Charlie Munger isn’t as famous as Warren Buffet. However, it is important to note that he is the Vice Chairman of Berkshire Hathaway, meaning that he is well worth listening to when it comes to investing as well as other business topics. Recently, when Munger was speaking at the annual meeting of another corporation, he was asked about whether he would want to work with someone who was smart but underestimated their own capabilities or someone who was smarter but overestimated their own capabilities. Amusingly, Munger responded that the questioner must have been thinking about Elon Musk before launching into an explanation of why he would want to work with the former rather than latter.
Why Wouldn’t Charlie Munger Hire Elon Musk?

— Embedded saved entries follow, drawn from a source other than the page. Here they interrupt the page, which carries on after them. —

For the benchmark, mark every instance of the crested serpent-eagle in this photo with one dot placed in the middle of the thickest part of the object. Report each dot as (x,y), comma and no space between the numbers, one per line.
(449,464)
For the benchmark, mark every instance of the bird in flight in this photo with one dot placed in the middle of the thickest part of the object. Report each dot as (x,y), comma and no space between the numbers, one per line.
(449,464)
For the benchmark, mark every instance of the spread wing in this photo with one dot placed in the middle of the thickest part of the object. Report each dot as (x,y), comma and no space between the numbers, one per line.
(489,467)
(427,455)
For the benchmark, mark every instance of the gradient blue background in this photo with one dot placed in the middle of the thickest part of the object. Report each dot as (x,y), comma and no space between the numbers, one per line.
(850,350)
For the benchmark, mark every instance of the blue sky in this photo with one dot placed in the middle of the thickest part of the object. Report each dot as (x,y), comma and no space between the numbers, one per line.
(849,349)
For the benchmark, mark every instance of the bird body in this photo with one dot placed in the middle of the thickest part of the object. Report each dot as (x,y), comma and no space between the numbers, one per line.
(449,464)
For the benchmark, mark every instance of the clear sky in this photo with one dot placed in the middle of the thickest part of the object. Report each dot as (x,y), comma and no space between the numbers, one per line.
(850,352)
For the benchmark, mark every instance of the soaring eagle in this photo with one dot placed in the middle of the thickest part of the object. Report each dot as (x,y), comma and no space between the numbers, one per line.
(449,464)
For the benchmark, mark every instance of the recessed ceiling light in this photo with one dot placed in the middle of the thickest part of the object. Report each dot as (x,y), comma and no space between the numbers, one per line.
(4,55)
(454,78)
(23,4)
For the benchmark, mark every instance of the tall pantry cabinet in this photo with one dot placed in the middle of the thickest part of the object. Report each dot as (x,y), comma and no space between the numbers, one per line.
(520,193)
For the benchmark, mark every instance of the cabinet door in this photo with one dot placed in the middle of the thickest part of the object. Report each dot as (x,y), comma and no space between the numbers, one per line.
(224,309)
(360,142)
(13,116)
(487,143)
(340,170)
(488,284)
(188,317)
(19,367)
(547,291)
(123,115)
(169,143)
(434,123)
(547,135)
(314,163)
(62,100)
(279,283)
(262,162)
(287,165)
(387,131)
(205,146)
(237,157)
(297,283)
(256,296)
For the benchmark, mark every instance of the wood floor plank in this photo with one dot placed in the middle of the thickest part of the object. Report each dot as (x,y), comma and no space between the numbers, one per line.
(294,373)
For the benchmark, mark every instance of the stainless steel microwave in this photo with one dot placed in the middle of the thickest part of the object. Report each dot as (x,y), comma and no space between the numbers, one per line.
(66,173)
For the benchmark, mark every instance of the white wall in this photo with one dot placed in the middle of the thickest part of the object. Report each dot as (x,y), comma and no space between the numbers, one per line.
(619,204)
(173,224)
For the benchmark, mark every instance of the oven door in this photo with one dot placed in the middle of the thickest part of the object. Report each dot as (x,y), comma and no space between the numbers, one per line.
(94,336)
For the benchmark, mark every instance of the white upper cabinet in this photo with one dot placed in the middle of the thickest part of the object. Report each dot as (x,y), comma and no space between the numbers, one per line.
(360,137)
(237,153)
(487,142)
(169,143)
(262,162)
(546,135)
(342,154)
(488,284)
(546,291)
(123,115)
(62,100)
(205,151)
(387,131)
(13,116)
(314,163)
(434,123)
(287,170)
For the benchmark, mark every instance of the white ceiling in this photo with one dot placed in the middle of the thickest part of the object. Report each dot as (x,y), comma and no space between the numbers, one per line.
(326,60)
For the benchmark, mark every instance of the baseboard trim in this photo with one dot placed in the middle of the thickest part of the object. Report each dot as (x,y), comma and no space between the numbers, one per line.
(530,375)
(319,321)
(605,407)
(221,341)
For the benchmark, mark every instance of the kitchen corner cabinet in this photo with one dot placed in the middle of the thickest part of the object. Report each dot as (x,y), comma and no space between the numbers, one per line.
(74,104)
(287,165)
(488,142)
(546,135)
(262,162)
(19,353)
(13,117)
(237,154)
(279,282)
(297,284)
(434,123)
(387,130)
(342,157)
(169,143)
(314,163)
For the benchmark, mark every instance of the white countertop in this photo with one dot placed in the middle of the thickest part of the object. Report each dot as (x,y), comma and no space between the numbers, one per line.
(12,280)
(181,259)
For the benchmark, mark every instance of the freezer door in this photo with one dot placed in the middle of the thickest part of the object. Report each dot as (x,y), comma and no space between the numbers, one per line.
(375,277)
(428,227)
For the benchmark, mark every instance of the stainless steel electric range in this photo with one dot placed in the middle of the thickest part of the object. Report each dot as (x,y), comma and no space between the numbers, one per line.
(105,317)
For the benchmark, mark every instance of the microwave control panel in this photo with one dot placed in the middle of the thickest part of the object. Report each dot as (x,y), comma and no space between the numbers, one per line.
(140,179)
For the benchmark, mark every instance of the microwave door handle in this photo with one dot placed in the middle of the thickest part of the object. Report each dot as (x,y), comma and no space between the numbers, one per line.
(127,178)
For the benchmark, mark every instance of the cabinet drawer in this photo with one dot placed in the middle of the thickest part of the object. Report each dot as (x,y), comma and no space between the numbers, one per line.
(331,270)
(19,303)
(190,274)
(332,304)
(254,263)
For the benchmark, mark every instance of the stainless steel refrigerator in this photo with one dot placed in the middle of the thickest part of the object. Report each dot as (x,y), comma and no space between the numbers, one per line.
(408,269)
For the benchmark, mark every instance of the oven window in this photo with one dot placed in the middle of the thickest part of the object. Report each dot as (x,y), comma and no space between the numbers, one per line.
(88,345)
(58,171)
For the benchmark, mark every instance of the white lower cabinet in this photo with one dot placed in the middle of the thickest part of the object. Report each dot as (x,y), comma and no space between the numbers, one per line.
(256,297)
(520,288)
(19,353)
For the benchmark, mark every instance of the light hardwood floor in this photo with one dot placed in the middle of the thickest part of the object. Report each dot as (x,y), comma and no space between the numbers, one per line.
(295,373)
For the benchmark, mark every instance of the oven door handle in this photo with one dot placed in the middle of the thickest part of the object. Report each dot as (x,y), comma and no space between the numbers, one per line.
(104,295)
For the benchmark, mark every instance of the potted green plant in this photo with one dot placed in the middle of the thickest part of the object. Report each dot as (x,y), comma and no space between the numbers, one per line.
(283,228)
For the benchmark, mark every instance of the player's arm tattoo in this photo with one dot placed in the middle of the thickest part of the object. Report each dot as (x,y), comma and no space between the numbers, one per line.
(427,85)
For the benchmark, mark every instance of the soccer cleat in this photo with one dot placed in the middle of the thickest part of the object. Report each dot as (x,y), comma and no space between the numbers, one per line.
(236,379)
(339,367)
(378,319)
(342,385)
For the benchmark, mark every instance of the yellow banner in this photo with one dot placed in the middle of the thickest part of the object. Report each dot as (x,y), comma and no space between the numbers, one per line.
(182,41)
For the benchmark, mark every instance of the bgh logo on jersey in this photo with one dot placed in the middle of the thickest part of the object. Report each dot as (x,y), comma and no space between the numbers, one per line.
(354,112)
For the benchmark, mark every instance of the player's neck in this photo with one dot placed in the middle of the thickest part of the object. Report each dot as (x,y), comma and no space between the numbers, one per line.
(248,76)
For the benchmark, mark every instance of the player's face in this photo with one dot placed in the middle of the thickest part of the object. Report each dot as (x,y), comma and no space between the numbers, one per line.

In short, Munger stated that he preferred working with people who are prudent. Of course, this means people who are smart but underestimate themselves rather than people who are smarter but overestimate themselves. In his view, people who are prudent produce more consistent results, which is a huge concern in the world of investing. Meanwhile, as Munger see things, while people who are not prudent can produce incredible results from time to time, that potential for high rewards comes paired with even more potential for high risks. As such, it is no wonder that he is less than enthusiastic about betting on such individuals even if he thinks that ignoring their potential for great gains altogether would be foolish.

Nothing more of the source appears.